Depuis le début de 2024, les chiffres confirment la solidité de cette relation. L’Inde a importé 242 millions de tonnes de brut sur l’exercice 2024-2025, soit une hausse de plus de 4 % par rapport à l’année précédente. Dans le même temps, les importations en provenance d’Arabie saoudite sont tombées à leur plus bas niveau depuis quatorze ans, tandis que celles d’Irak ont reculé. L’OPEP, autrefois dominante sur le marché indien, voit sa part diminuer à un niveau historiquement faible. L’Inde a même dépassé la Chine comme premier acheteur de pétrole russe en 2024.

Ce virage n’est toutefois pas sans conséquences. En maintenant ses importations russes, l’Inde s’expose à des pressions diplomatiques croissantes. Les États-Unis et certains alliés européens reprochent à New Delhi de contribuer indirectement au financement de la guerre en Ukraine. L’Inde assume cependant sa position en invoquant ses impératifs de développement. Le pays abrite plus d’un milliard d’habitants et son économie, en forte croissance, a besoin d’une énergie abondante et abordable. Le gouvernement de Narendra Modi met en avant la souveraineté énergétique nationale et refuse de se laisser dicter ses choix par les grandes puissances.

Difficultés d’approvisionnement

La dépendance croissante à l’égard du pétrole russe présente aussi des risques économiques. Le transport maritime du brut depuis les ports russes reste complexe, soumis à des sanctions, à des contrôles et à des coûts d’assurance élevés. Si les rabais russes disparaissaient à moyen terme, la facture énergétique de l’Inde grimperait brutalement. De plus, cette dépendance à un fournisseur unique, aussi avantageuse soit-elle, rend l’équilibre fragile en cas de crise diplomatique ou logistique.

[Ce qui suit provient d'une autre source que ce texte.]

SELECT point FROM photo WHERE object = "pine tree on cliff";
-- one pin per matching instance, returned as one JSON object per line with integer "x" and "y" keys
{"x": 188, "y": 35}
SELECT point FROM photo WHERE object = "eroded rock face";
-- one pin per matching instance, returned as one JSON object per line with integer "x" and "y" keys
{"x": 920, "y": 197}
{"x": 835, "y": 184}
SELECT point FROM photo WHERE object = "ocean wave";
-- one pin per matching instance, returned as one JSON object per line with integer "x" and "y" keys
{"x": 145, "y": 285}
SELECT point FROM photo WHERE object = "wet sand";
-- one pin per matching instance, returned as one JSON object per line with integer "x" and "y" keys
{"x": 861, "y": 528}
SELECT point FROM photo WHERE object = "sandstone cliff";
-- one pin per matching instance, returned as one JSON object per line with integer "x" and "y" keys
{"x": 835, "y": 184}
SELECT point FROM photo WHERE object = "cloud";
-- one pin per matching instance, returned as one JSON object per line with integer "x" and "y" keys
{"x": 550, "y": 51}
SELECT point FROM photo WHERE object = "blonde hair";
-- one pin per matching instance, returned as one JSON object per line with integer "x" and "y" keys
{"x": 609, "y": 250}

Pour parer à ces risques, l’Inde a commencé à renforcer ses liens énergétiques avec d’autres régions, notamment les États-Unis, l’Afrique et l’Amérique latine. New Delhi cherche à multiplier les sources d’approvisionnement et à signer de nouveaux contrats à long terme, tout en continuant d’acheter du brut russe tant que les conditions de prix restent favorables. En parallèle, le pays investit dans le gaz naturel liquéfié et accélère sa transition vers des énergies renouvelables, sans pour autant renoncer à l’or noir qui reste vital pour sa croissance.

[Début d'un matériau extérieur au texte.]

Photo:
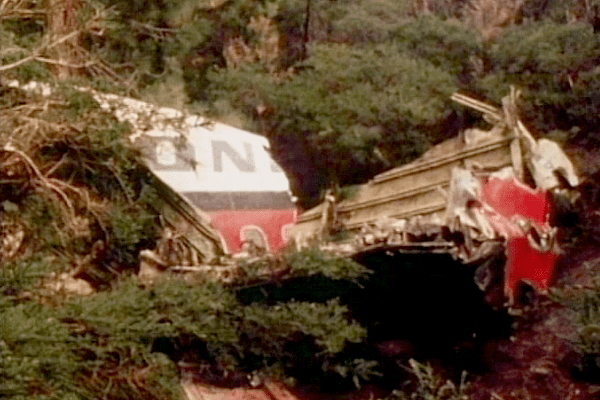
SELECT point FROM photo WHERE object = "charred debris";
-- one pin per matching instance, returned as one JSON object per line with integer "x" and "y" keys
{"x": 421, "y": 263}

En trois ans, la guerre en Ukraine a donc profondément redessiné la carte énergétique mondiale, et l’Inde en est l’un des principaux bénéficiaires. Ce repositionnement audacieux, motivé par la nécessité plus que par l’idéologie, a fait du pays un acteur pivot du commerce pétrolier international. Mais cette réussite repose sur un équilibre délicat entre pragmatisme économique et diplomatie mesurée. Si l’Inde parvient à maintenir cet équilibre, elle pourrait bien devenir le nouveau centre de gravité du marché mondial de l’énergie.